Tuning RNNs with RL

This code implements the models described in this research paper, and this blog. The idea is to take an LSTM that has been trained to predict the next note in a monophonic melody — called a Note RNN — and enhance it using reinforcement learning (RL).

The RLTuner class implements a Deep Q Network (DQN), in which the Q network learns the reward value of taking actions (playing notes) given the state of the environment (the melody composed so far). The reward that the network learns comes from two sources: 1) a set of music theory reward functions, and 2) the output of a trained Note RNN, which gives p(a|s), the probability of playing the next note a given the state of the composition s, as originally learned from data. This combination allows the model to maintain what it learned from data, while constraining it to conform to a set of music theory rules.

Using a checkpoint file storing a trained Note RNN, the NoteRNNLoader class is used to load three copies of the Note RNN into RLTuner. Two copies supply the initial values for the Q-network and Target-Q-network in the DQN algorithm, while the third is used as a Reward RNN, which supplies the p(a|s) values in the reward function. Note that the Reward RNN remains fixed; its weights are not updated during training, so it always represents the note probabilities learned from data.

The music theory reward functions are designed to constrain the actions of the network so that it chooses notes in accordance with a musical structure; for example, choosing harmonious interval steps and playing notes within the same key. Several reward functions have been written, but these could easily be improved and extended!

In addition to the normal Q function, this code provides the ability to train the network with the Psi learning and G learning functions, which can be set with the algorithm hyperparameter. For details on each algorithm, see our paper.

Code structure

  • In the constructor, RLTuner loads the q_network, target_q_network, and reward_rnn from a checkpointed Note RNN.

  • The tensorflow graph architecture is defined in the build_graph function.

  • The model is trained using the train function. It will continuously place notes by calling action, receive rewards using collect_reward, and save these experiences using store.

  • The network weights are updated using training_step, which samples minibatches of experience from the model's experience buffer and uses this to compute gradients based on the loss function in build_graph.

  • During training, the function evaluate_model is occasionally run to test how much reward the model receives from both the Reward RNN and the music theory functions.

  • After the model is trained, you can use the save_model_and_figs function to save a checkpoint of the model and a set of figures of the rewards over time.

  • Finally, use generate_music_sequence to generate a melody with your trained model! You can also call this function before training, to see how the model's songs have improved with training! If you set the visualize_probs parameter to True, it will also plot the note probabilities of the model over time.

Running the code

To start using the model, first set up your Magenta environment. you can either use a pre-trained model or train your own.

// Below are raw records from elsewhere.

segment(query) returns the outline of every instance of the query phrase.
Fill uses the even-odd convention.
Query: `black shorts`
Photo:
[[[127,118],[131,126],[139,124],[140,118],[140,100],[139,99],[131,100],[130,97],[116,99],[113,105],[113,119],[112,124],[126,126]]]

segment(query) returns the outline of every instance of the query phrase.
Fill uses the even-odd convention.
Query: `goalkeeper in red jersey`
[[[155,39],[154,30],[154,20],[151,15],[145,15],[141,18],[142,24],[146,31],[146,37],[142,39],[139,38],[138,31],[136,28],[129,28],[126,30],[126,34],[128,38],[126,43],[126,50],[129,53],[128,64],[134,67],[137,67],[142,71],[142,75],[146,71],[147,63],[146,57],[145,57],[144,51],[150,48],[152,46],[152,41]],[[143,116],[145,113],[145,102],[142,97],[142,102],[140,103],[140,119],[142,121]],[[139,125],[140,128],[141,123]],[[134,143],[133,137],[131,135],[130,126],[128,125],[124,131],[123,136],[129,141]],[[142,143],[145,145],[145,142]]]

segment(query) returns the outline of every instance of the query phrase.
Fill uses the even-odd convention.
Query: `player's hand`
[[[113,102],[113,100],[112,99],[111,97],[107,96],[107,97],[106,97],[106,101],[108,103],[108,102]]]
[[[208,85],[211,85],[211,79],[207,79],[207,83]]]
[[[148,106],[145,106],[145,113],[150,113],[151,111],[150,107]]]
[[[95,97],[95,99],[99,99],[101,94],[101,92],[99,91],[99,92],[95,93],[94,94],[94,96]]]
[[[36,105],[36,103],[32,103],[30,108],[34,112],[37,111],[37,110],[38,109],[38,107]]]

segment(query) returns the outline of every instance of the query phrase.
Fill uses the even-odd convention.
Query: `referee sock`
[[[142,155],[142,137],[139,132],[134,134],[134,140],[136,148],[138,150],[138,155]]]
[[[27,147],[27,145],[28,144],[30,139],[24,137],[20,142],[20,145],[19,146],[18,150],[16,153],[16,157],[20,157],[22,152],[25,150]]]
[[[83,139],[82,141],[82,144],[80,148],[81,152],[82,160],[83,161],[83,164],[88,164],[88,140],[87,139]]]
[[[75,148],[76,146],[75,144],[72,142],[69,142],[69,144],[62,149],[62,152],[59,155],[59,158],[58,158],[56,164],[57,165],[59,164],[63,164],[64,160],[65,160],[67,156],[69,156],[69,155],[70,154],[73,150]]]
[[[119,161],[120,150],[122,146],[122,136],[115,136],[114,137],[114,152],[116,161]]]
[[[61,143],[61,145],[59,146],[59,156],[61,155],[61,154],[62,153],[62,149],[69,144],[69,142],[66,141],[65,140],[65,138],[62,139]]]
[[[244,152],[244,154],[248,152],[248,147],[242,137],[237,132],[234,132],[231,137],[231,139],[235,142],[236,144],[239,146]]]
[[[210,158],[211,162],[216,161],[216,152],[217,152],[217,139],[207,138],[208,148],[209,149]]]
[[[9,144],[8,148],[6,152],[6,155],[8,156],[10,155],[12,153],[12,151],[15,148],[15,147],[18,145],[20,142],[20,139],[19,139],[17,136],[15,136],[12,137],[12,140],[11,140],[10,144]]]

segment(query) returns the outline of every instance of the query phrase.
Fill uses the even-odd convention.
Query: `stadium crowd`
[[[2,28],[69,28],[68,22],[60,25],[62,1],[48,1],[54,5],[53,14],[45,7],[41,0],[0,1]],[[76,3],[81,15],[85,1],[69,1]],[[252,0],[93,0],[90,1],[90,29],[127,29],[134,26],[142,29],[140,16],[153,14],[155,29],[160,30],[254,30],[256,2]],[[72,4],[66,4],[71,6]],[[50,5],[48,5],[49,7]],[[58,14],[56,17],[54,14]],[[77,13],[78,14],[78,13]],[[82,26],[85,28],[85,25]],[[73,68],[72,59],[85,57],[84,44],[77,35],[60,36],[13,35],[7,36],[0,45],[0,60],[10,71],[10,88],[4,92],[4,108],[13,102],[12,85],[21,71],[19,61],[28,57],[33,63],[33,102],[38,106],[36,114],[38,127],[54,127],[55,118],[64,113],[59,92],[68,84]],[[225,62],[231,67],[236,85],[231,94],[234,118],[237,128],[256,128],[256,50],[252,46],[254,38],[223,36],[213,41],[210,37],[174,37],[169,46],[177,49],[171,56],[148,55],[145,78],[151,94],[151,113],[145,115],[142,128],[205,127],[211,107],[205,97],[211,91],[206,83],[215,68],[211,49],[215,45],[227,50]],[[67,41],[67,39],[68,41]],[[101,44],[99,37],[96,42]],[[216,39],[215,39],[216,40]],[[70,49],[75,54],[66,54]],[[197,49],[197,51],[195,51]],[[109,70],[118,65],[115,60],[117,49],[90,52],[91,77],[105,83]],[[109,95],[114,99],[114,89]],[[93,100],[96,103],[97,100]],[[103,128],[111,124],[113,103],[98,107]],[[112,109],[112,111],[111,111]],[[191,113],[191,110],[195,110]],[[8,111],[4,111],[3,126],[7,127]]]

To train the model you can use the jupyter notebook RL_Tuner.ipynb found in our Magenta Demos repository or you can simply run:


Tuning your own model

By default, if you don't provide a Note RNN checkpoint file to load, the code will automatically download and use the checkpointed model we used for our paper from here.

If you want to use your own model, you need to pass in the directory containing it using the note_rnn_checkpoint_dir, and the hyperparameters you used to train it via note_rnn_hparams. You can also pass in a path to the checkpoint file directly using note_rnn_checkpoint_file.

We also support tuning a basic_rnn trained using the Magenta code! To tune a basic_rnn, use the same note_rnn_checkpoint_dir parameter, but set the note_rnn_type parameter to 'basic_rnn'. We also provide the script unpack_bundle (in magenta/scripts) to help you extract a checkpoint file from one of the pre-trained magenta bundles.

Improving the model

If you have ideas for improving the sound of the model based on your own rules for musical aesthetics, try modifying the reward_music_theory function!